Le CITEPA, par exemple, a dressé un inventaire de la contribution des grands secteurs d’activités aux émissions de GES (gaz à effet de serre en France) : déchets 3%, énergie 13%, habitat 19%, agriculture 19%, Industrie 20%, transports 26%. Or, dans chacun de ses secteurs et sur chaque territoire, nous pouvons construire des solutions alternatives qui vont dans le bon sens, social et environnemental.
Nous pouvons donc dessiner de nouvelles politiques solidaires non seulement pour protéger mais aussi pour réparer.

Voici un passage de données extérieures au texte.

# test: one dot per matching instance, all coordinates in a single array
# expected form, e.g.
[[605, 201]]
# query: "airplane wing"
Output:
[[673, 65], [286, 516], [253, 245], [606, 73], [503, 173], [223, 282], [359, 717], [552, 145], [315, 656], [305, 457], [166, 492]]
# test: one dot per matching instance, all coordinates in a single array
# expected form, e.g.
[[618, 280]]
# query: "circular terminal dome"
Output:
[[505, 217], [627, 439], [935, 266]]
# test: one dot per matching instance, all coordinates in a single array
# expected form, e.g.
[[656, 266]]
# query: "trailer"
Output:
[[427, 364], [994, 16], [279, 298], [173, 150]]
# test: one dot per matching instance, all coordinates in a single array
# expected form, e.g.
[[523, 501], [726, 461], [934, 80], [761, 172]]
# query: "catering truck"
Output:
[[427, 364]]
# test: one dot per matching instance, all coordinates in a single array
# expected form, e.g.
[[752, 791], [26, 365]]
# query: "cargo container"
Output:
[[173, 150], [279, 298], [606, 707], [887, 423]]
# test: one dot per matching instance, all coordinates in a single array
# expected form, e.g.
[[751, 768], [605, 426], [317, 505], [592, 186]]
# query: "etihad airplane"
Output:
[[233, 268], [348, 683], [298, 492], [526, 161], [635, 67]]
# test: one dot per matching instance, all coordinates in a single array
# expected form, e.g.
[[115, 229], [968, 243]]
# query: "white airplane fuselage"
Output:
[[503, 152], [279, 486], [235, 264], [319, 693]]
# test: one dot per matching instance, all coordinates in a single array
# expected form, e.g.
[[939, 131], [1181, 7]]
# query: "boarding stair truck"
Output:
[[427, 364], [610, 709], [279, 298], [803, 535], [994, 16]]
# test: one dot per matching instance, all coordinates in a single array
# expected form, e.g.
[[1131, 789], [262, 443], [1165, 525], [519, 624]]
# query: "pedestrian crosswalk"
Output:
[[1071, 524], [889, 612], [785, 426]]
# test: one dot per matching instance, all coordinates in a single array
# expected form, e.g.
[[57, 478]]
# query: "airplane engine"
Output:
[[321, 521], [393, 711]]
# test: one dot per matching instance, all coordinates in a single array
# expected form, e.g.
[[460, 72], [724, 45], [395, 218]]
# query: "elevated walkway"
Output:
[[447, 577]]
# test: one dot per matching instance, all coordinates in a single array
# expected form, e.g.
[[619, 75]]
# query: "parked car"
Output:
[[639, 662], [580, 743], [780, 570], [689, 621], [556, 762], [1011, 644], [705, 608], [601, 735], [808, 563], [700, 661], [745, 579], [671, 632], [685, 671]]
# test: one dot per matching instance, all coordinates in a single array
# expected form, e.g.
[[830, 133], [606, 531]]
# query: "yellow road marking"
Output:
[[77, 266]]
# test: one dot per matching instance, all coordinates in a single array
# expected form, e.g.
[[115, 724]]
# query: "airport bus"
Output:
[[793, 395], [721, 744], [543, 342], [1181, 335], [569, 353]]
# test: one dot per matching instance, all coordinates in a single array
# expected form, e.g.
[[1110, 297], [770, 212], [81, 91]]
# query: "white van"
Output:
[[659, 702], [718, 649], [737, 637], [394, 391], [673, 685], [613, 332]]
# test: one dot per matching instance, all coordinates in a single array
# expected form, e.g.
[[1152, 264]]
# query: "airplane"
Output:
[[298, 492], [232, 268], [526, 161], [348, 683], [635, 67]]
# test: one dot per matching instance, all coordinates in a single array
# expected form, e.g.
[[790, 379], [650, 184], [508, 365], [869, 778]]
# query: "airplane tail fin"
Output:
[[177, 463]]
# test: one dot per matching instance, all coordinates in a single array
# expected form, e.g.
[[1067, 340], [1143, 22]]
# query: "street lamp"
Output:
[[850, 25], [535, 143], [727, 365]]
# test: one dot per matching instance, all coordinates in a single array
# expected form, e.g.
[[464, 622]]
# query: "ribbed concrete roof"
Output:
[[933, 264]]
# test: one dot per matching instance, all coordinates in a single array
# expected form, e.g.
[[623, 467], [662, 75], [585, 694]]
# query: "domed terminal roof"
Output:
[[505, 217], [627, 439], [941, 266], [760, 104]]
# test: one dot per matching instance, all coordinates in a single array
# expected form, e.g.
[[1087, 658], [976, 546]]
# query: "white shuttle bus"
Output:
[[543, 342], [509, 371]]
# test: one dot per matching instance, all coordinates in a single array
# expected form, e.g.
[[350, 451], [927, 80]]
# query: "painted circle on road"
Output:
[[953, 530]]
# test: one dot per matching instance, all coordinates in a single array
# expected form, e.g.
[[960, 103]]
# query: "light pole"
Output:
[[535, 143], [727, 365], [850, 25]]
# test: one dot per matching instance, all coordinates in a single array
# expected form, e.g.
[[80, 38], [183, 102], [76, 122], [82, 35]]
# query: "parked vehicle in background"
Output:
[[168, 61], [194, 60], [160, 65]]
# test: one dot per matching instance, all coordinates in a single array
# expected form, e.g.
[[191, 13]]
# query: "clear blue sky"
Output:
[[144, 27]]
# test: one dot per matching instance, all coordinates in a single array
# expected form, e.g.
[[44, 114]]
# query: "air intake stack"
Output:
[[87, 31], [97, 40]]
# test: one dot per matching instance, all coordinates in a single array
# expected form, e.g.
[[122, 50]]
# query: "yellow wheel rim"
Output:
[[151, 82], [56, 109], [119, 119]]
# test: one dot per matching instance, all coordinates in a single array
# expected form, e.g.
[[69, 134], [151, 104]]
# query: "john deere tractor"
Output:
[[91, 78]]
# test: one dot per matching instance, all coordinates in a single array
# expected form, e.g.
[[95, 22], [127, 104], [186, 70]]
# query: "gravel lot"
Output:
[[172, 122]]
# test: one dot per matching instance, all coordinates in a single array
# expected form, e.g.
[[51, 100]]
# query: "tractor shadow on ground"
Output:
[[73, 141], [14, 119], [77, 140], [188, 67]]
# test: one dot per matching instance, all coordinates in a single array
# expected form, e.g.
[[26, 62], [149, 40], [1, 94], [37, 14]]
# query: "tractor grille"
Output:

Notre communauté d’agglomération peut reprendre en main les cantines scolaires, pour garantir aux enfants une alimentation sans OGM, avec des produits issus de l’agriculture paysanne, et de plus en plus bio. C’est une question sociale, culturelle, mais aussi de santé publique. La restauration collective (dont une grosse partie est contrôlée par des instances publiques) peut travailler à reconstruire des circuits d’approvisionnement et des relations avec l’agriculture paysanne de notre périphérie.

Une nouvelle vision des rapports entre l’agglomération et sa ceinture agricole, qui ne considère pas seulement la campagne comme une réserve foncière pour la croissance des villes, peut prendre en compte les besoins en emploi de l’agriculture paysanne qui sont importants et intéressants. C’est aussi la manière efficace de contribuer à libérer les pays du sud du piège mortel que représente le développement des grandes cultures d’exportation.

Nous pouvons développer les réseaux des transports en commun bon marché en visant la gratuité pour repenser l’impact de l’automobile et des grands camions sur nos modes de vie, nos dépenses, notre environnement.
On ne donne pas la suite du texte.